Thursday, March 20, 2008

It's been a long slow collision

Yesterday was good, last night was better.
Wednesday night we went out for the first time, met ourselves some new friends, danced, walked home early (2am) because we had to get up early to go to Lisbon. A very good night. I hope Roberto and Ruben really do email us and we keep our friends from Galicia.

We drove up to Lisbon yesterday, it poured rain most of the way, as soon as we got out of the Algarve. We were not prepared. Oh man how it rained down on us. Beautiful countryside, but a tiny highway (we opted for the free National Highway instead of the toll (would end up being like €20 for the whole way), in the rain, slower than we had planned, meant for a long drive. We learned some very expensive lessons about toll roads in Portugal, and had to pay €36.50 instead of the €2 we should have had to pay, becuase we went through the wrong booth and didn´t take a ticket. OUCH. A long car ride, turned longer, since we didn´t have coats or an umbrella to get out and see things, so we drove through them. And got lost a lot. Into Sintra, beautiful, quaint, medeival town, with 7 castles, and drove winding tiny mossy roads, that looked like they belonged in Robin Hood, and we should have been in a carriage. Beautiful.
Over to Cabo da Rocca, our favorite part of the day, the most western point of the European continet, and the place where Queen Isabella deemed to be the End of the World, before they sent out Columbus. We ate oranges there in observance of all those lost to scurvey, and took pictures at the end of the world as we know it, feeling fine.

Down into Lisbon, for Pasties de Belem, and dois cafe con leites, YUM. Belem is the old neighborhood of Lisbon, famous for these custard tarts, delicious. Lisbon has a bridge like the Golden Gate and reminds us of San Francisco very much.
A long drive home was shorter than the way there, and the rain had cleared up, and I listened to the Cardigans, and had my soul warmed and my thoughts given time to gather and deepen. Lisbon is saved from being a total bust by Cabo da Roca, and majorly by introducing us to the city enough to make certain we come back. We did not get to see or experience it, and wish so much that we had. Like Amsterdam, it is a city I need to return to, because my heart is left wanting.

THEN, we finally made it home around 11, ate a little, dressed a little, made a few coctails and headed out to our little strip of nightlife. We went to the place across the street instead, and found our friends from the night before. Oh how they amuse us! There was more dancing, a LOT of laughing, especially on the box. We were about to head across the street, when we saw some more folks from the night before, chatted for a while, and then ended up at their place with wine and more laughing, until morning. They are fun kids, Shi and I had a great time, though we felt a little like hookers returning from our night before at 11am. Such is the feeling when you stay at a place with families and British retirees. We spent most of the day sleeping and lounging. Today was just gone. The sun was in and out, and rain on and off, so my hopes of coming home with a tan are slipping farther and farther away. I got a few short segments in, during breaks in the clouds, where the warm sun would almost dry up the sprinkles I'd withstand while waiting through the grey for the blue, but eventually had to go back inside becuase it started to really rain on me.
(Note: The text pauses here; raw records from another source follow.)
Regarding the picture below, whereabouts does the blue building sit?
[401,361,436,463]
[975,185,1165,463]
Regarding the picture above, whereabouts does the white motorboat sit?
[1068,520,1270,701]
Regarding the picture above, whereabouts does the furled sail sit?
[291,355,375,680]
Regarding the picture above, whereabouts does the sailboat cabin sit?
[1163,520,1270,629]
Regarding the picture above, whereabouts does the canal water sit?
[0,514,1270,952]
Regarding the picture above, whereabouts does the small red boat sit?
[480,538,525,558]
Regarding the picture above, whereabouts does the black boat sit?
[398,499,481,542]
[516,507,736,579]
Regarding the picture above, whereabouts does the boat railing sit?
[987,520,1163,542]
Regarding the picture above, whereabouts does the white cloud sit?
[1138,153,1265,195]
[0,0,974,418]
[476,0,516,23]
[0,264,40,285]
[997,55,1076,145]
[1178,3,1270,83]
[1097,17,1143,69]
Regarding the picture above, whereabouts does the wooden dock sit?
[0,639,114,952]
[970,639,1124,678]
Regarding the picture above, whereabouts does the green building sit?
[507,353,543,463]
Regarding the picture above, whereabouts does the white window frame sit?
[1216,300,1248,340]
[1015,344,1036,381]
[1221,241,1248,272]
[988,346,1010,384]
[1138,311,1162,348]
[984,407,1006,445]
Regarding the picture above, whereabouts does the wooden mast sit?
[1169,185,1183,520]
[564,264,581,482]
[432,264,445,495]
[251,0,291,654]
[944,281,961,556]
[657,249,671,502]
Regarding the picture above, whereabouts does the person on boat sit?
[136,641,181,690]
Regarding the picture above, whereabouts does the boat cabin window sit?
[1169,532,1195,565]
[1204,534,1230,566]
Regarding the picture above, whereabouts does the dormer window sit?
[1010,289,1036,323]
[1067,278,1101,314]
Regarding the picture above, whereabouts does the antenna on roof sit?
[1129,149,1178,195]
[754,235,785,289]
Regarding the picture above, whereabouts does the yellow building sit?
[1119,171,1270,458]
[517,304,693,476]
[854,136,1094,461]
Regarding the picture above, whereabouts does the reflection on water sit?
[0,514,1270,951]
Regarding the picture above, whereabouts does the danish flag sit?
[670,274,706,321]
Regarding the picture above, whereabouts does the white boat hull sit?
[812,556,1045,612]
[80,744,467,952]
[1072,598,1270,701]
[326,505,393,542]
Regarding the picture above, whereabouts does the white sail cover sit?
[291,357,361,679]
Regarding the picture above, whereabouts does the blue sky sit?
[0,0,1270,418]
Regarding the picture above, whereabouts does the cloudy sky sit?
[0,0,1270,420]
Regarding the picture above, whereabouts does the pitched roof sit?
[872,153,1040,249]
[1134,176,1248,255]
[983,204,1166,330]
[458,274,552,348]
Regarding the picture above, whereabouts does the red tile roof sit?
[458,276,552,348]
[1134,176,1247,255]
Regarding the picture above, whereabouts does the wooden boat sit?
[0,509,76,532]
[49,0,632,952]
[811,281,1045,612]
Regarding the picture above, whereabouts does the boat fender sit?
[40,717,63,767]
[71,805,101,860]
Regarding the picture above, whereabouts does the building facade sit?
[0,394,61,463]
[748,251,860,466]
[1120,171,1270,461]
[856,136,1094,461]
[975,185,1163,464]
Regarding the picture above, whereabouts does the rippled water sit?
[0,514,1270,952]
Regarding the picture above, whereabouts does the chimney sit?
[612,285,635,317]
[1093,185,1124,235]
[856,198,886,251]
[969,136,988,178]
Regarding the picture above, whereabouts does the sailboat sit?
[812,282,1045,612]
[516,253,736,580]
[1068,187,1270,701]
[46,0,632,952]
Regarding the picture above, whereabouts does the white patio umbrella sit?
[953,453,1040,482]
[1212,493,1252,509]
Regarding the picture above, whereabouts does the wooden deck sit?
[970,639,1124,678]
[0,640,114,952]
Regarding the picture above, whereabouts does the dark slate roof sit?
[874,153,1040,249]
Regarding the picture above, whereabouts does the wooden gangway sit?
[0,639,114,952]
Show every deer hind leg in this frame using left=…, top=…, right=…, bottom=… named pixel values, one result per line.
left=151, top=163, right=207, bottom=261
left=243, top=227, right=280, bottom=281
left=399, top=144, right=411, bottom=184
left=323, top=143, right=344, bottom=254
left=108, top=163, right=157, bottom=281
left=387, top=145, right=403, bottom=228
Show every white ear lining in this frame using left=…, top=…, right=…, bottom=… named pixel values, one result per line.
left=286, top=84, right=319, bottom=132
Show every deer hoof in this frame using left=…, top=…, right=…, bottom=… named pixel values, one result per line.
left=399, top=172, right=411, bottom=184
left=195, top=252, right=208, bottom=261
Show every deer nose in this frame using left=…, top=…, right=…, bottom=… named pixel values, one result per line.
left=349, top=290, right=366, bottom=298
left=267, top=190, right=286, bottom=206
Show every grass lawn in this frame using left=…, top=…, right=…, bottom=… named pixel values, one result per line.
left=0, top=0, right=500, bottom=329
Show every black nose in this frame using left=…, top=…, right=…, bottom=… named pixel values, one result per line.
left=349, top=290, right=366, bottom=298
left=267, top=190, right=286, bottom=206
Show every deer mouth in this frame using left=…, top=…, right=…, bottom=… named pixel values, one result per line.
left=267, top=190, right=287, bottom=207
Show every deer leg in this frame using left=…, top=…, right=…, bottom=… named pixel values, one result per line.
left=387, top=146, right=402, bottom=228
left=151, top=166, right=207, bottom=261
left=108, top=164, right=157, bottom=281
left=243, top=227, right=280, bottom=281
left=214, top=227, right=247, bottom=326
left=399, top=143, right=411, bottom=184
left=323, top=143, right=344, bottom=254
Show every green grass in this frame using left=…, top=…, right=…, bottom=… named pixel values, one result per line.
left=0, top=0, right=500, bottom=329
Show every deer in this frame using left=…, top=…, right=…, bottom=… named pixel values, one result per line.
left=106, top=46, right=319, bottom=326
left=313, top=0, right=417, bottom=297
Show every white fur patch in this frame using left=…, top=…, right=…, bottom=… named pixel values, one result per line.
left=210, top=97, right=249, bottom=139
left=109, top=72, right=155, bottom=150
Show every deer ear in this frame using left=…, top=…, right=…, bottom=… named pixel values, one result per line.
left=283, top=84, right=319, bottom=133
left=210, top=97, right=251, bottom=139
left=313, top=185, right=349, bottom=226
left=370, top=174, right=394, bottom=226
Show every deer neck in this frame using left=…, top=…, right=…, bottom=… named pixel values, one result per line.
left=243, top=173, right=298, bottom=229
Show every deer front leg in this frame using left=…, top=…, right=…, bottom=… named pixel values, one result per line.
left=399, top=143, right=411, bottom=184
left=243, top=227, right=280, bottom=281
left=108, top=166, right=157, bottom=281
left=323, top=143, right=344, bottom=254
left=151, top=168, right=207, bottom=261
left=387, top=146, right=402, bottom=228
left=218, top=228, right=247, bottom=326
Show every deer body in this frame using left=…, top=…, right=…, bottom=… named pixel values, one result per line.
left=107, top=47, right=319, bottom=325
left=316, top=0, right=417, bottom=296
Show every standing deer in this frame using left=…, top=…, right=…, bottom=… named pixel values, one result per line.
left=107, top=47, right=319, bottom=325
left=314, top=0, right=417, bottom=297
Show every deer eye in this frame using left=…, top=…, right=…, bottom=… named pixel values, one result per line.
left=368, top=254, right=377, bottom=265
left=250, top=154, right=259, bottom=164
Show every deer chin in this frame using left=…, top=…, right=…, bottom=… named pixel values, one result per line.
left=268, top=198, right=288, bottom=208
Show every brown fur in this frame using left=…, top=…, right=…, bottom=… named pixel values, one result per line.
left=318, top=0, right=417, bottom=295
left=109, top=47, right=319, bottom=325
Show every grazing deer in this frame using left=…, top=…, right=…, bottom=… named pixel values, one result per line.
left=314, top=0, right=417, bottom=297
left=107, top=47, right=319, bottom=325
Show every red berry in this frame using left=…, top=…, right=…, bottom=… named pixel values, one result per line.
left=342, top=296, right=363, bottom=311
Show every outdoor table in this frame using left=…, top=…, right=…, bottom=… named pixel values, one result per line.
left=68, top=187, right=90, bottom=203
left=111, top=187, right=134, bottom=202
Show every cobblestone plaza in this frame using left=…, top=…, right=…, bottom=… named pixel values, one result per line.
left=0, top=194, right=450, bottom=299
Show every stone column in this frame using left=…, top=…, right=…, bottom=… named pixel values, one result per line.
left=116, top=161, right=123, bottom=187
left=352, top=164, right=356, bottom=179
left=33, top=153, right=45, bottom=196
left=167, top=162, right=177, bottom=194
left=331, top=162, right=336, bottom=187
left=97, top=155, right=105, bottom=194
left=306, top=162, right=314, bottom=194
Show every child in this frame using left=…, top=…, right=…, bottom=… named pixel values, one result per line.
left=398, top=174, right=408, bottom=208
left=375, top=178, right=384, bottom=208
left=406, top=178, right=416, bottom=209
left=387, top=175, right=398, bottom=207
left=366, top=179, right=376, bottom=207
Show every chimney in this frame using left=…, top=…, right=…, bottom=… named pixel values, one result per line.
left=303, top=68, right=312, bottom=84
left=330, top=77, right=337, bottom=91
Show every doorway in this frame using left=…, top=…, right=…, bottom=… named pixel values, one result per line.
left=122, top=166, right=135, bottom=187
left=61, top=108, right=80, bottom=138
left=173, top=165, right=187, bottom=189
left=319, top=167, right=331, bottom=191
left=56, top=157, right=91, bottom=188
We are going out again tonight, our last night to have nightlife, becuase Saturday our flight leaves at 6am. We hope to see our new friends again tonight. They are so darling, they each have these distinct pesronalities, that we can place so commonly as other people we know, and I love their dynamic. John Paul, the Director, self-righteous, loves film and provides good conversation, wants to be a cassanova, a little dramatic. Jose the dreamboat ladies man, ever the host, tells it like it is with a smile in his eye. Joao, the soft-spirited goof, studying music, a pianist, who meets his babes online. They--like the rest of Portugal it seems-- don't let us speak Spanish, and we don't know enough Portuguese, so we speak English together. My language is not improving much this week, but I sure love to listen to them, both in Portuguese and English. I'm at a point where I can definitely distinguish Portuguese from other things, and think I catch a few words in sentances, and can say a very few things, with a very poor accent, though I am so uncomfortable with it, and feel like my Portguese is as unwelcome as it is unneccessary, that I never really use the things I know. Except Obrigado, thank you, as I leave whatever conversation.

1 comment:

Anonymous said...

i love my postcard from bilbao, thank you!!!!